Grafana is an open-source platform for monitoring and observability. Affected versions of Grafana expose multiple API endpoints which do not properly handle user authorization. /teams/:teamId
will allow an authenticated attacker to view unintended data by querying for the specific team ID, /teams/:search
will allow an authenticated attacker to search for teams and see the total number of available teams, including for those teams that the user does not have access to, and /teams/:teamId/members
when editors_can_admin flag is enabled, an authenticated attacker can see unintended data by querying for the specific team ID. Users are advised to upgrade as soon as possible. There are no known workarounds for this issue.
The system’s authorization functionality does not prevent one user from gaining access to another user’s data or record by modifying the key value identifying the data.
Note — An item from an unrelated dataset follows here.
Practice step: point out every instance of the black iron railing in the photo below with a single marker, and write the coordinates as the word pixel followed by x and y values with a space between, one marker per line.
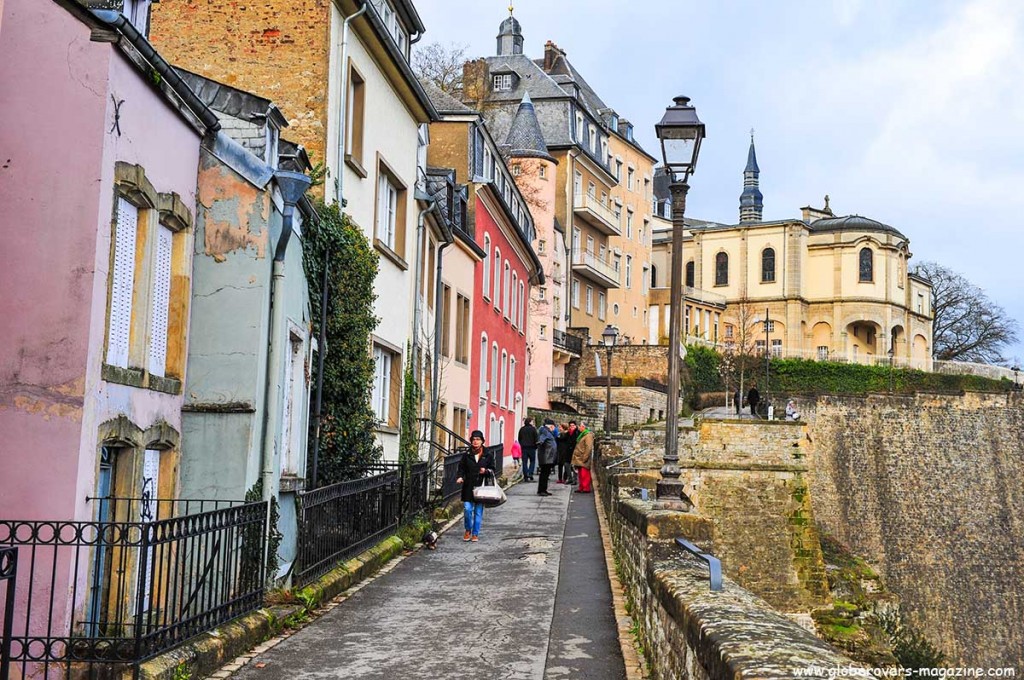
pixel 341 520
pixel 566 342
pixel 119 592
Name | Vendor | Start Version | End Version |
---|---|---|---|
Grafana | Grafana | 5.0.0 (including) | 7.5.15 (excluding) |
Grafana | Grafana | 8.0.0 (including) | 8.3.5 (excluding) |
Grafana | Grafana | 5.0.0-beta1 (including) | 5.0.0-beta1 (including) |
Grafana | Grafana | 5.0.0-beta2 (including) | 5.0.0-beta2 (including) |
Grafana | Grafana | 5.0.0-beta3 (including) | 5.0.0-beta3 (including) |
Grafana | Grafana | 5.0.0-beta4 (including) | 5.0.0-beta4 (including) |
Grafana | Grafana | 5.0.0-beta5 (including) | 5.0.0-beta5 (including) |
Red Hat Enterprise Linux 8 | RedHat | grafana-0:7.5.15-3.el8 | * |
Red Hat Enterprise Linux 9 | RedHat | grafana-0:7.5.15-3.el9 | * |
Retrieval of a user record occurs in the system based on some key value that is under user control. The key would typically identify a user-related record stored in the system and would be used to lookup that record for presentation to the user. It is likely that an attacker would have to be an authenticated user in the system. However, the authorization process would not properly check the data access operation to ensure that the authenticated user performing the operation has sufficient entitlements to perform the requested data access, hence bypassing any other authorization checks present in the system. For example, attackers can look at places where user specific data is retrieved (e.g. search screens) and determine whether the key for the item being looked up is controllable externally. The key may be a hidden field in the HTML form field, might be passed as a URL parameter or as an unencrypted cookie variable, then in each of these cases it will be possible to tamper with the key value. One manifestation of this weakness is when a system uses sequential or otherwise easily-guessable session IDs that would allow one user to easily switch to another user’s session and read/modify their data.